Quando publiquei em 1978 um livrinho despretensioso intitulado Literatura e Poder pós-64 –outras questões (Edições Opção, artigos e ensaios), logo esgotado, seguido de sucessivas tiragens clandestinas em vários estados (veja em www.estantevirtual.com.br) e xerocopiadas pela estudantada de São Paulo após ser adotado pelo professor José Marques de Melo no Curso de Comunicação e Artes da USP-Universidade de São Paulo, espantou-me a avidez como aquele tipo de formulação crítica estava sendo devorada. Confesso: não tinha a menor ideia do que viria a seguir.
Hoje, o cenário participativo, em especial da juventude, nas redes sociais, potencializa a explosão política-ideológica acumulada, ainda não digerida pelos partidos políticos, experimentada pelo Brasil.

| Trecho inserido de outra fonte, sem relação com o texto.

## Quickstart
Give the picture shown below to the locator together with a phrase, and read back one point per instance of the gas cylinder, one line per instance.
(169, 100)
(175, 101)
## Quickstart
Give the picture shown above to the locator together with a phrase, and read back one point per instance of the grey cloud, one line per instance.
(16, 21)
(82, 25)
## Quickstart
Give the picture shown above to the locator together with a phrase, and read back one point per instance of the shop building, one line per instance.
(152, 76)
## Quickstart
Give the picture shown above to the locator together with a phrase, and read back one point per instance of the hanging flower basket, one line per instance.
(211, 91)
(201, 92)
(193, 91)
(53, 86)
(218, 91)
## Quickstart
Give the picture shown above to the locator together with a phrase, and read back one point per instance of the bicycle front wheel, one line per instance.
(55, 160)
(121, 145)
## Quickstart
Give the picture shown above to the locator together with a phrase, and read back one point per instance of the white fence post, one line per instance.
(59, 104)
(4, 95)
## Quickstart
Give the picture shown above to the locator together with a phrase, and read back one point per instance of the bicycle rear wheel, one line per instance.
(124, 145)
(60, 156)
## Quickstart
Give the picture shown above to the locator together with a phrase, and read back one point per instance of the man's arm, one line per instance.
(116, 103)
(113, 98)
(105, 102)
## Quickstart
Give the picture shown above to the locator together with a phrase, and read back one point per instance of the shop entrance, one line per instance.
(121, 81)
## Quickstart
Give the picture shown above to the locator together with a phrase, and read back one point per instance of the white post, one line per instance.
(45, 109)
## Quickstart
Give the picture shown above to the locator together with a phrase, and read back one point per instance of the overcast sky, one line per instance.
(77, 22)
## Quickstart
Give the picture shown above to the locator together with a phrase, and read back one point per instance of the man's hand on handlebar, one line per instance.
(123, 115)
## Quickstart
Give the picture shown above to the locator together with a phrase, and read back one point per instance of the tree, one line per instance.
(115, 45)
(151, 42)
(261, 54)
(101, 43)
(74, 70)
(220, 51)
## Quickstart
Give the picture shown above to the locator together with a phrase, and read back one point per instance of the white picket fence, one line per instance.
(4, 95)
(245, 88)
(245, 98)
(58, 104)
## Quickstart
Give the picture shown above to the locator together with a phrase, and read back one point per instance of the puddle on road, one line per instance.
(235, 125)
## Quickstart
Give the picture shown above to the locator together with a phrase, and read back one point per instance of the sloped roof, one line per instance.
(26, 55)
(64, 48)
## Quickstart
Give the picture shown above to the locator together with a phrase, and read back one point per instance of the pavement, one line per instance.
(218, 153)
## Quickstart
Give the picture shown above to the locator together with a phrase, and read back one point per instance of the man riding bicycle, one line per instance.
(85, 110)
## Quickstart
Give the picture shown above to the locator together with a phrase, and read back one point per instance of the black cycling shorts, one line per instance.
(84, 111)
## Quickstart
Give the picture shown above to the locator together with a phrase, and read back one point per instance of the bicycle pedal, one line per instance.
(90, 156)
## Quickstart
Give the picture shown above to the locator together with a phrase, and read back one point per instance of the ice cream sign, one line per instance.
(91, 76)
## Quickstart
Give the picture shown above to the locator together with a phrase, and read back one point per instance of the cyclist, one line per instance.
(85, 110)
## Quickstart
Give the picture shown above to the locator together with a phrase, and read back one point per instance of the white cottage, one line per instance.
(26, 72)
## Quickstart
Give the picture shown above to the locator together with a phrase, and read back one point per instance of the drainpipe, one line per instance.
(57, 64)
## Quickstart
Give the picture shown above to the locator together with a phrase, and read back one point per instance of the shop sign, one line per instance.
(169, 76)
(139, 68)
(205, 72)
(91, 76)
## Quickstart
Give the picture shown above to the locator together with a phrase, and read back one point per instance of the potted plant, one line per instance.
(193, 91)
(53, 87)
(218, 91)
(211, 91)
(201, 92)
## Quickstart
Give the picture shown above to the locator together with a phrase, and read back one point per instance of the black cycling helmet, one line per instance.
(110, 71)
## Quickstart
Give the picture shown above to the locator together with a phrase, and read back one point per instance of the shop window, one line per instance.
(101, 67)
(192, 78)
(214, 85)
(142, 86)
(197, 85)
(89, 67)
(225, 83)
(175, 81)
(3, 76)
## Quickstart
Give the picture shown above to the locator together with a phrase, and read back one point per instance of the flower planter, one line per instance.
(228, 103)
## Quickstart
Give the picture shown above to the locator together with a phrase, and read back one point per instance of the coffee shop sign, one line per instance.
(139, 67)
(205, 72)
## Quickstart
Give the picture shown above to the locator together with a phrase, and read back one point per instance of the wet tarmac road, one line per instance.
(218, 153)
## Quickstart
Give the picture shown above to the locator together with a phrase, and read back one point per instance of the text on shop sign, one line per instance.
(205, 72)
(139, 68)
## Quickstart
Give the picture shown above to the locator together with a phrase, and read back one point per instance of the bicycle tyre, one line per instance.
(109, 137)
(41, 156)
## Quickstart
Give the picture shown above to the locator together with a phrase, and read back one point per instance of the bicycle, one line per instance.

Com a introdução da internet, e toda a parafernália eletrônica pertinente, e a própria personificação dos fenômenos da globalização, as mudanças ocorridas no interior da sociedade, e consequentemente das famílias, foram tão amiúde e fortemente abrangentes a ponto de produzir dois efeitos imediatos: 1) a velocidade de comunicação dos fatos, políticas, sistemas, tanto é capaz de uni-los como tem a mesma força para separá-los; 2) todo conhecimento acumulado não se mostrou suficiente para desarmar o espírito belicoso do homem – nem mesmo as contínuas catástrofes climáticas servem de alerta para o fato de que o esgotamento dos recursos no planeta sinaliza para a iminência do fim da vida natural.
Reprodução reflexiva
Até estudiosos dos fenômenos da comunicação planetária do porte de Herbert Marshall McLuhan e Umberto Eco, consagrados nas décadas de 60 e 70 do século passado, tiveram algumas de suas previsões catastróficas ultrapassadas pelas novas realidades. McLuhan apavorava quando dizia que tal era o emaranhado de satélites no espaço sideral que todos corríamos o risco de tragédias com a queda deles sobre as cidades. Eco espalhava o pânico ao sustentar que, à falta de um filtro, o turbilhão de informações da internet iria provocar uma amnésia coletiva. Felizmente, nada disso aconteceu. A corrida espacial foi desacelerada devido aos seus custos cada vez mais altos e à atenuação dos belicismos imperialistas.
Especulações sobre as extensões midiáticas que impactaram a sociedade parecem ter concorrido para o engavetamento de filmes como Cidadão Kane, que levou Orson Welles aos píncaros da história do cinema numa época em que a cidadania ainda não tinha se convertido em matéria-prima dos movimentos sociais. A velocidade em que se manifestam as novas linguagens é um verdadeiro desafio aos novos becharas (Evanildo Cavalcante Bechara é um importante linguista pernambucano).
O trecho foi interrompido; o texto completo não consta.